ケムシカジカは見た目通りに危険!
魚屋に並んでいる怪物といった感じだ
【学者にとってはちっとも珍魚ではないし、超深海や、南北両極にいるわけでもない。魚屋でもスーパーでもときどき見かける魚だが、見た目が変なので普通の人にとっては珍魚だったり、何気なく見ていると普通だけど、よくよく見ると変で、ちょっとだけ珍しい、のを「隣の珍魚」という。】
東北の漁港でボロっ切れのような物体が小山になっていて、よくよく見て見るとケムシカジカだった。

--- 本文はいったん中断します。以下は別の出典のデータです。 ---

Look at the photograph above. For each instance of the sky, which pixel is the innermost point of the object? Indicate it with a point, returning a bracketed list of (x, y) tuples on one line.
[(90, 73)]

あまりにも不思議な姿に思わず同定(種を判別する)を忘れて眺めていたら、選別をしていた人に「おこぜは触ったらあぶないよ(意訳)」と注意された。
ただ、見た目に反して、食べたらくせのない味わいで、毎日のぞうざいなどに持って来いの魚である。
実際、東北・北海道などでは普通にスーパーに並んでいる。
売り場で、「どうやって食べるんですか?」と聞いたら、煮つけて朝ご飯を食べさせてくれたオッカサンもいた。この矢鱈に甘い味つけにご飯がとまらなくなって困った困った。
見た目はファンキーでゴジラでオヤジだぜ、ベイビー♪
東京都内にもたびたび入荷を見ている割りに、認知度が低いのはなぜだろう? こんなにインパクトの強い魚はほかにないだろうし、触っても気持ち悪いのだからもっともっと不気味人気が生まれてもいい気がする。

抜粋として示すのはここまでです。